What was your relationship with music like when you were growing up? Were there any certain bands, albums or gigs that particularly inspired you or shaped the way you approach your own music?
Our parents all loved music in all of our families growing up but we branched out into music ourselves as we got older and eventually me and James met at school in 2011 through being able to play guitar. We liked the duo singer thing of The Last Shadow Puppets and the charm of the Beatles so we started singing together with the aim of invading your heads with our voices. Ellis and Lloyd met at a different school and got together playing bass and drums loving Kings of Leon and soon moved to Wilberforce College where we all met.
You’re all pretty young; was there ever an alternative to music for you? What would you be doing now if you weren’t musicians?
We were all getting our first jobs in Hull; me and James went into offices, Lloyd to a local bar and Ellis to a factory, but we all just wanted to write songs too much.
What inspires your lyrics? How do you know when you’ve found something you want to write about?
So far I’d say people and places I’ve been to, either individually or with the band, have been the biggest inspiration for most songs so far. I don’t really know I’ve found something I wanna write about until I pick up the guitar and can’t get the thought out of my head, then James gets his head into the idea and we polish them off.
What’s your creative process like? How does an idea become a song?
We’ll be messing with a verse or part of an idea and then we’ll all just jump onto it with the earplugs in at the practice room and see where it takes us.
Do you think coming from Hull instead of London or another big city made it more difficult for you to get noticed?
Not really, we video recorded a live stripped down version of Youth and a cover, put it on Youtube, and started receiving emails for meetings in the weeks afterward.

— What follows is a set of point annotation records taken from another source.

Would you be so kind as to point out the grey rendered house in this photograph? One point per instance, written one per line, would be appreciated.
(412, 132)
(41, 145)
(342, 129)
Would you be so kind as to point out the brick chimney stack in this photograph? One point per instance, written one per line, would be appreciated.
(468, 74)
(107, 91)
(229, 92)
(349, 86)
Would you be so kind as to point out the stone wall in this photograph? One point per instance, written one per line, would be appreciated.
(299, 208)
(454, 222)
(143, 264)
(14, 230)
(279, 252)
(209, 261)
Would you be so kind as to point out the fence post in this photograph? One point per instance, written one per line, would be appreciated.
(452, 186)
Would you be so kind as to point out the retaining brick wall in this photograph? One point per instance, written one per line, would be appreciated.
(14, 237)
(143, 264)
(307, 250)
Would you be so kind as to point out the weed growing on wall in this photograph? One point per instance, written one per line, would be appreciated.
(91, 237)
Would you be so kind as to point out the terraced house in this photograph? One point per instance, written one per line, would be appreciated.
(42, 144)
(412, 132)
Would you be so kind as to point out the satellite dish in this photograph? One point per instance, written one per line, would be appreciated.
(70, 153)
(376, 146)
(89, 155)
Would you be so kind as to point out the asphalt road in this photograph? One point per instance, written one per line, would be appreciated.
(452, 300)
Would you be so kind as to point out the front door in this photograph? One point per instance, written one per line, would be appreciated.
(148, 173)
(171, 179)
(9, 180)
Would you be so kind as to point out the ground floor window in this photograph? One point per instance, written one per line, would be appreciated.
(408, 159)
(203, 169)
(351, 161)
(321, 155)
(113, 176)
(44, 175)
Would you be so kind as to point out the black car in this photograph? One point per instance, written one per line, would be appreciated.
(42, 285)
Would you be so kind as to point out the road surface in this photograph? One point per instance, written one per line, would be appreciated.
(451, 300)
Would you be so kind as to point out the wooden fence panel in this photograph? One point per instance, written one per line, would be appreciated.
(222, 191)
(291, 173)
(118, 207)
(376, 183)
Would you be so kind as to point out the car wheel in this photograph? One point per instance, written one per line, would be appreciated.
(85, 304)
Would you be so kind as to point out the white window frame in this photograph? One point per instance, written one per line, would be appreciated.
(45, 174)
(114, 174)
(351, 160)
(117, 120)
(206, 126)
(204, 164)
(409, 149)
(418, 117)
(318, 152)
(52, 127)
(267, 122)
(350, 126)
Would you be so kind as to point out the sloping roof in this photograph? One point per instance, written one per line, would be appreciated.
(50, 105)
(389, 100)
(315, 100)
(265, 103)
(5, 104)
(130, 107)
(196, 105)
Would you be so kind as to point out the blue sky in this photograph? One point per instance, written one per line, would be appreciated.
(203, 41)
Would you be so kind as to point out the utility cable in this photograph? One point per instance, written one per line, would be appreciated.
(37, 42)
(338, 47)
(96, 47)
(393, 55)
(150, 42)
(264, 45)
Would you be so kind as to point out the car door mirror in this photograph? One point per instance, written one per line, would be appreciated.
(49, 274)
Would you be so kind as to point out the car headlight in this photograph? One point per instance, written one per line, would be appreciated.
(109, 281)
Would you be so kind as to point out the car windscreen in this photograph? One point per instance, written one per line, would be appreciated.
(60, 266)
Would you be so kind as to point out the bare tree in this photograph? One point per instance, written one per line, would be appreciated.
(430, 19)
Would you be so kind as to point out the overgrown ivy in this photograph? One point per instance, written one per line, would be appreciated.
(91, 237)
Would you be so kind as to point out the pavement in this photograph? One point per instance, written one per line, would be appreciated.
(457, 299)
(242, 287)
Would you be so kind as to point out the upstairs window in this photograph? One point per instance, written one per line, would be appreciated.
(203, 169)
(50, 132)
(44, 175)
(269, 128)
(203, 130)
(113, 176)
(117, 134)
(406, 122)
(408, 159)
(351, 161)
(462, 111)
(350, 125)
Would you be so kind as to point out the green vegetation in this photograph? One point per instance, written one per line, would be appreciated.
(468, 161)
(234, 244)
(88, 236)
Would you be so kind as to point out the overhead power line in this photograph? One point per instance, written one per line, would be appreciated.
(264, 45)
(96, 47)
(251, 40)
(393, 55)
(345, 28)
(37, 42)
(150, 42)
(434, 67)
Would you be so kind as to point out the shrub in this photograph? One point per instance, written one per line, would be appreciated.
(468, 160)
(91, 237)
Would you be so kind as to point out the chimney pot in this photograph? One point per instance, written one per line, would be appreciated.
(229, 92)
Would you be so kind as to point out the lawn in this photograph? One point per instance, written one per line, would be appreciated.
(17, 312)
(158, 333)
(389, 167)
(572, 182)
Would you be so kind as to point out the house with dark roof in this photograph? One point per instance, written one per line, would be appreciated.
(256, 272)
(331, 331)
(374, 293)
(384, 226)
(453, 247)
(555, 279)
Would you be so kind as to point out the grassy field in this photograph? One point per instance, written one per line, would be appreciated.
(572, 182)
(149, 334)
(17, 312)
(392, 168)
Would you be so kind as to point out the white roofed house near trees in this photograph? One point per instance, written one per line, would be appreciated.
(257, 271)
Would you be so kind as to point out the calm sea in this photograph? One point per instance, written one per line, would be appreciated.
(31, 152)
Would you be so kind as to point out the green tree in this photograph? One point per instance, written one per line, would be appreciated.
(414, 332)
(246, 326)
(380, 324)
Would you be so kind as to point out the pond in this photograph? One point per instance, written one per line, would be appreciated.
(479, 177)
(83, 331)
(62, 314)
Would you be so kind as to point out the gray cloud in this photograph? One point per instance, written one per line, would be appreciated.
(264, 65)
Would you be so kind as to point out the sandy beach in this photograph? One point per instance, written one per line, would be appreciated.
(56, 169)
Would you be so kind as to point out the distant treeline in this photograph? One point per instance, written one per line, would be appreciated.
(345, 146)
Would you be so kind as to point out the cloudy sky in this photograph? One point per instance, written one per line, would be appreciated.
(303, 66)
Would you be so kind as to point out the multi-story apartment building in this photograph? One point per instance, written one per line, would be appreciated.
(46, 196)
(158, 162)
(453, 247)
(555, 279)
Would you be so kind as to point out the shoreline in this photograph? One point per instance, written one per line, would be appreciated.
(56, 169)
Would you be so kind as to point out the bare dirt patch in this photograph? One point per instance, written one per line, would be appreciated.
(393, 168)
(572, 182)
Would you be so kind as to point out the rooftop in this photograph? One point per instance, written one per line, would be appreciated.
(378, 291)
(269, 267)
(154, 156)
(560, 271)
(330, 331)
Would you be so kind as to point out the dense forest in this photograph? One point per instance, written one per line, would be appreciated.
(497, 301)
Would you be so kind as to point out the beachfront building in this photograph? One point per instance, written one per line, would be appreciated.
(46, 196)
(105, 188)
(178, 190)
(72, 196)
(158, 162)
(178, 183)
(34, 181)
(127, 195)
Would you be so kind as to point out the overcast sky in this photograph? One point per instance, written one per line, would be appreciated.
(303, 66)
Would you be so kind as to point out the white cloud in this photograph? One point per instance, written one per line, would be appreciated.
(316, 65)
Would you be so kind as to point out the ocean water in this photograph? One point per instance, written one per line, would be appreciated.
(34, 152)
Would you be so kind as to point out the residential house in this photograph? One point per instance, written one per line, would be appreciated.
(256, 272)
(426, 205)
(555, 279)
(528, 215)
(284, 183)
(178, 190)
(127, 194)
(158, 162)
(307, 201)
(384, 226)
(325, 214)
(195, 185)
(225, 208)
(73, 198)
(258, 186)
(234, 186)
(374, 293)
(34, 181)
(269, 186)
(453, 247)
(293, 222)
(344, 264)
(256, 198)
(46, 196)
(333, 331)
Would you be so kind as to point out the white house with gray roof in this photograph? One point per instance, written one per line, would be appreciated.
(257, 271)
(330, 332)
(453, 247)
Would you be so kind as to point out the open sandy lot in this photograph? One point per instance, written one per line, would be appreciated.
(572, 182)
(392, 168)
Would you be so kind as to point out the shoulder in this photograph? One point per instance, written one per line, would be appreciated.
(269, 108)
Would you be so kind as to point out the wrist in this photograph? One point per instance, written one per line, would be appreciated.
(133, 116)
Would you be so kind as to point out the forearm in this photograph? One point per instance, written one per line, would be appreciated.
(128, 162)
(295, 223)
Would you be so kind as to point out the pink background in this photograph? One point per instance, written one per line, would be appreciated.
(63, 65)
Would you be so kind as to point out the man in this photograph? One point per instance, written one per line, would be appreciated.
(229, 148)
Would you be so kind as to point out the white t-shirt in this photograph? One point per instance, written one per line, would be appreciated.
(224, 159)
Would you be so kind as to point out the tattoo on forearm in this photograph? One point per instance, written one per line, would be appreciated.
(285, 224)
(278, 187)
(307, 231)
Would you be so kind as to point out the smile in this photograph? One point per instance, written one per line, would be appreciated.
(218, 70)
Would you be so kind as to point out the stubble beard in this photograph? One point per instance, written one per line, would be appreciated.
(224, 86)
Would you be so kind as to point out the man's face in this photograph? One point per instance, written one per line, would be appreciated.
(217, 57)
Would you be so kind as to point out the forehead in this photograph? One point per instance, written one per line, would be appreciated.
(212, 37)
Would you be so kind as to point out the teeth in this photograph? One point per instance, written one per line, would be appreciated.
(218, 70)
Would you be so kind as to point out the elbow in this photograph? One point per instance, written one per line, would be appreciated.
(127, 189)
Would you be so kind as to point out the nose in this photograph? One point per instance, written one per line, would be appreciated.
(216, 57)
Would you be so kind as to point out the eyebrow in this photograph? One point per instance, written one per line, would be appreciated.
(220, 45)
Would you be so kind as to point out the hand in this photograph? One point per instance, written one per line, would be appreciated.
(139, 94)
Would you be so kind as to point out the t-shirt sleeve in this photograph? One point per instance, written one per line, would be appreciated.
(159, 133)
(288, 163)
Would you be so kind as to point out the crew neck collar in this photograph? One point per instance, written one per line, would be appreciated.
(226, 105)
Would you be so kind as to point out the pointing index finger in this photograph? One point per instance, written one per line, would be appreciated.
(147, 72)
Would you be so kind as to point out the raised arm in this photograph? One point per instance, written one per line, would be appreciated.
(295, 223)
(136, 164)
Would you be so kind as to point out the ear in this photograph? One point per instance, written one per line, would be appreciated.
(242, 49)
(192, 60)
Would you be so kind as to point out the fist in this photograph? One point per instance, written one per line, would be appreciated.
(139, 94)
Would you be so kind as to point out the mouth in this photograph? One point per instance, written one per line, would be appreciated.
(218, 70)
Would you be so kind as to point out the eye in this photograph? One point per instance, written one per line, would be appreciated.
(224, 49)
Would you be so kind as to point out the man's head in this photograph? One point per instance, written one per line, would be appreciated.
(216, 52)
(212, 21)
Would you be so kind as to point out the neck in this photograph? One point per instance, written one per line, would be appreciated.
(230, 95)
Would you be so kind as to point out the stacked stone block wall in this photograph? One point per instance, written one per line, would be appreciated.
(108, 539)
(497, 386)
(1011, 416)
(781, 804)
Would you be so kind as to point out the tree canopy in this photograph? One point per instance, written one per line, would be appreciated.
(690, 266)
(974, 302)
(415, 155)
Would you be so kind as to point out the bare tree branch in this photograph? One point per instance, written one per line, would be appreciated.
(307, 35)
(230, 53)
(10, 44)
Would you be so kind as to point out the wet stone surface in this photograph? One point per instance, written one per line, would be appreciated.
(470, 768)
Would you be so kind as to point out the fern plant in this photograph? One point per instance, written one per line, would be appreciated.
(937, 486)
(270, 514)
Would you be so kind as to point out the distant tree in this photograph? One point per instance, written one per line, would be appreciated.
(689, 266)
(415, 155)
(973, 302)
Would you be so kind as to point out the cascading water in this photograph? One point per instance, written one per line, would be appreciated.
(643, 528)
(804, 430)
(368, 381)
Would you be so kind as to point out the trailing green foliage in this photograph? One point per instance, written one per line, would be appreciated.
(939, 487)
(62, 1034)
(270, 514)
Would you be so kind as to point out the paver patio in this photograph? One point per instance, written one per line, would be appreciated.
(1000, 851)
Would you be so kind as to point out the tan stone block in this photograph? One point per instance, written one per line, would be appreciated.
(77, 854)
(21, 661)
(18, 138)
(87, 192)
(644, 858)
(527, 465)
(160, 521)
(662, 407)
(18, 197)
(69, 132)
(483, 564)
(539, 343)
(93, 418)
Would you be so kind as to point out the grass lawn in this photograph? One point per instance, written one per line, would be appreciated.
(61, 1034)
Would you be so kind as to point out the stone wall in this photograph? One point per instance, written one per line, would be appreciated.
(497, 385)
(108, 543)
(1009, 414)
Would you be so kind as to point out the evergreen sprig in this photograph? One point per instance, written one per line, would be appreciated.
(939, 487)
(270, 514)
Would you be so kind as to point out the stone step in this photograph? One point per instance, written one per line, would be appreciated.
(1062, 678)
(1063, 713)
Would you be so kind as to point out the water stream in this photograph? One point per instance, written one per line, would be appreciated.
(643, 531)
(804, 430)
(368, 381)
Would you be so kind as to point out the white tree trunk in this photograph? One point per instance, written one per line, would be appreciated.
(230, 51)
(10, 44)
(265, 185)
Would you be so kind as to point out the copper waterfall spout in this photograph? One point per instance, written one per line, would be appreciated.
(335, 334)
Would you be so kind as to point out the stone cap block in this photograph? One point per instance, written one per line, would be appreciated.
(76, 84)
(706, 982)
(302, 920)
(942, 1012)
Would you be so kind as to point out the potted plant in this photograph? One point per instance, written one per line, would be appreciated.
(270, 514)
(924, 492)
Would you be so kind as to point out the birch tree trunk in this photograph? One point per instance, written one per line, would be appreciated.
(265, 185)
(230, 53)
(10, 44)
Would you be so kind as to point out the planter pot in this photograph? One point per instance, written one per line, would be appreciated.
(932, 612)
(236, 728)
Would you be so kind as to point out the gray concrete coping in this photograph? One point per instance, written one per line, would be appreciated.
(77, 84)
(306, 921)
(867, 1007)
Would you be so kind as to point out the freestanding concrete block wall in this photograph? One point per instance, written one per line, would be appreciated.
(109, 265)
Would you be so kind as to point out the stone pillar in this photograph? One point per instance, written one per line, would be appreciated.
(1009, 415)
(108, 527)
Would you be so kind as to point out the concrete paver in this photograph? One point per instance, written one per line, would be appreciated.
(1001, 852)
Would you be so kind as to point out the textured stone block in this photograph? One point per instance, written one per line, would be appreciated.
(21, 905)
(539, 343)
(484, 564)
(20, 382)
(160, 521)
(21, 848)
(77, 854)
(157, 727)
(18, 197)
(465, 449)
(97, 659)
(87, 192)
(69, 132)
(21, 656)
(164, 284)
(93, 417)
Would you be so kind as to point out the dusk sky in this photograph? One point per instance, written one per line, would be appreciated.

Does Hull influence your music?
Yeah I think so; there are a lot of characters in Hull that affect you in different ways. It’s a crazy city and it’s home so it’s all we’ve ever really known. There’s a lot of history here too.
In a previous interview you described Arctic Monkeys as ‘just a northern band to relate to’. Is that the sort of band you’re trying to be?
We’re not trying to be like them creatively at all, we’ve got a huge range of music and genres we love and take inspiration from but we wanna be as successful as they are ‘cause they’re amazing and they’re from Sheffield.
What’s your live show like? Do you enjoy playing live?
Absolutely love it. Live shows are what it’s all about; get yourselves to ‘em folks.
You recently released your EP, Streets We’re Born In, what can you tell me about that? Is there an overall theme running through the EP?
It’s available on Spotify, iTunes, and in vinyl form from the Warren Records website. The cover is of a white phonebox taken on an iPhone 4s on Gillshill Road in Hull. It was all written at similar times so yeah there could be a theme.
How would you say your music has evolved from the first few tracks you released?
It’s got more exciting with more energy and more in the direction we were wanting it to go I think.
The track Streets We’re Born In is a bit slower and mellower than the rest of your stuff, why did you decide to name the EP after it?
We all thought it’d be cool to use with a cool photo from where we’re from to tie in nicely.
Finally, what have you got planned for the rest of 2016?
Finish these tunes we’ve got in the making, get them recorded and continue to gig up and down the country and hopefully see a lot more of your faces.